Hay dos modos de ser víctima. Uno consiste en padecer la injusticia cometida por otros. El otro, en transformar la culpa personal en una condición de desvalimiento. De la primera nace el dolor, pero de la segunda nace la violencia en sus múltiples formas. Ambas están hermanadas y a veces se corresponden. Resulta comprensible. Mostrar la realidad del terrorismo a través de dos familias amigas tiene su interés, porque las ideologías se aprovechan de los caldos hechos en casa. El interés crece más porque en la serie se da atender que las madres son el corazón de las familias y que, por lo tanto, de ellas depende especialmente lo que se inculca a los hijos para bien o para mal. Ya sea la autosuficiencia, la arrogancia de la superioridad, el desprecio por los que no son como nosotros o la creencia en un destino especial para los suyos, todos estos ingredientes se baten en el mismo cuenco de la serie. Y con ello la serie explica muchas más cosas que una idea política o los crímenes: la bestia no está muerta, sigue latente en las mentalidades, sigue siendo motivo para sacar réditos políticos y ventajas económicas.

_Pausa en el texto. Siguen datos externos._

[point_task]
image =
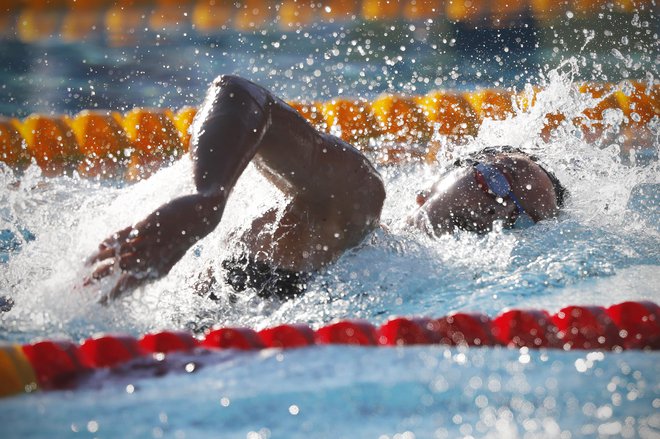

Afortunadamente y pese a los implícitos, las ausencias lógicas y el enfoque, Aitor Gabilondo y su equipo (en el que cabe incluir a los actores) han llevado a buen puerto este proyecto tan delicado y esperado. Las concesiones innecesarias a la galería en las tramas secundarias –apuntadas ya como un peso excesivo de sordidez y oscuridad, en la novela- cuadran difícilmente en la construcción de la verosimilitud de la historia. Sin embargo, no estorban al argumento; probablemente pese más el afán por “hacer justicia” a lo sucedido y explicar lo oscura y dura que se volvió la vida bajo las tinieblas de ese terror social. El documento no es ni mucho menos completo ni perfecto, pero lo intenta. En este caso, para la plataforma y productora HBO lo de menos pudiera ser contar lo que las cosas son. No seamos ingenuos. Hacer un producto de calidad hoy depende de que un buen equipo dé con una idea comercial (como ésta, ante la cual la sociedad ya está receptiva y hambrienta). Con una serie de ocho capítulos un tanto desiguales en su calidad narrativa, se resume y visualiza sobre todo el drama de los implícitos, las traiciones, deslealtades, amistades, rencillas, desconfianzas, ternuras, dolores y sufrimientos que de un modo u otro se padecieron en España durante los duros años del terrorismo.

Hay que estar preparados para descender a esa realidad que sólo el tiempo y el Amor de Dios pueden curar, como se demuestra en algunas escenas relevantes. Quizá el encuentro casual de las dos madres lo expresa de la mejor manera posible, pues las dos buscan perdonar y ser perdonadas.